Bos: Do we need a "Rust Standard"?

Posted Oct 28, 2022 4:42 UTC (Fri) by cjwatson (subscriber, #7322) [Link]

Not disagreeing, but I was curious so looked it up: I don't think that example would be POSIX, since POSIX requires OPEN_MAX to be at least 20.

(Asking for POSIX conformance from a toy Unix would be asking a lot, though!)

Bos: Do we need a "Rust Standard"?

Posted Oct 28, 2022 11:09 UTC (Fri) by Karellen (subscriber, #67644) [Link]

it's a semantic constraint on a computation and so Rice's theorem says it's Undecidable.

Surely it's only undecidable for it to determine whether any arbitrary program either definitely satisfies the constraint, or definitely does not.

But that's not what Rust's borrow checker needs to do. Rust's borrow checker only needs to determine that a subset of programs definitely satisfy the constraint. If it cannot prove that an arbitrary program can satisfy the constraint, it can reject it. It doesn't matter if the reason the program cannot be proven to satisfy the constraint is because it does not, or because the checker is not powerful enough, or because that program is actually an undecidable case.

If the checker, rigorously implemented to the spec, can prove that an acceptably useful subset of valid programs pass it, it (and, by extension, Rust) are valuable additions to our programming language toolbox.

Bos: Do we need a "Rust Standard"?

Posted Oct 28, 2022 11:02 UTC (Fri) by josh (subscriber, #17465) [Link]

> It's funny because the blog post which we are discussing extolls the virtue of Rust by noting that this is different than what you might experience when programming in a language like C, where you might need to pay extra attention not to accidentally rely on any compiler-specific extensions that are not part of the language specification.

Fortunately that's one problem we don't have in Rust. The Rust compiler won't have any extensions (we don't add things to stable Rust that aren't first added to the language), and the other compiler that might get used in production settings has said it doesn't intend to have any extensions.

But as you noted, that's a key reason why the specification shouldn't have implementation-specific leeway, in borrow checking or anywhere else.

Bos: Do we need a "Rust Standard"?

Posted Oct 28, 2022 10:58 UTC (Fri) by josh (subscriber, #17465) [Link] (2 responses)

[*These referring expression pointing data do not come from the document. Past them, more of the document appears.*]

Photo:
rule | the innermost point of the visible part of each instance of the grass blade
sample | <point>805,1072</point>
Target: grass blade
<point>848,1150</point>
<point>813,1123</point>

> Of course it might be very challenging to document precisely which program is accepted by the borrow checker and which is not. But is this really necessary for a specification? It should be enough to have a lower bound (the set of programs that must be accepted) and an upper bound (the set of programs that might be accepted). The upper bound can also be defined by the complement: The set of programs that must be rejected.

No, that's not sufficient, because then different implementations could accept different programs. To ensure that doesn't happen, you need a *precise* specification of exactly what's accepted and what isn't, with no gaps.

Bos: Do we need a "Rust Standard"?

Posted Oct 28, 2022 12:20 UTC (Fri) by rds (subscriber, #19403) [Link] (1 responses)

Or do what Java does and have a compliance test suite, where anything that passes this test is compliant.

Java has a specification

Posted Oct 29, 2022 2:04 UTC (Sat) by spigot (subscriber, #50709) [Link]

Are you referring to the JCK (a.k.a. Java Compatibility Kit, a.k.a. TCK for Java SE, etc.)?

My understanding is that passing it is a necessary, but not sufficient, requirement for something to claim it's a compliant Java implementation. Among other things, it must also conform to the Java Language Specification. (There's also a Java Virtual Machine Specification.)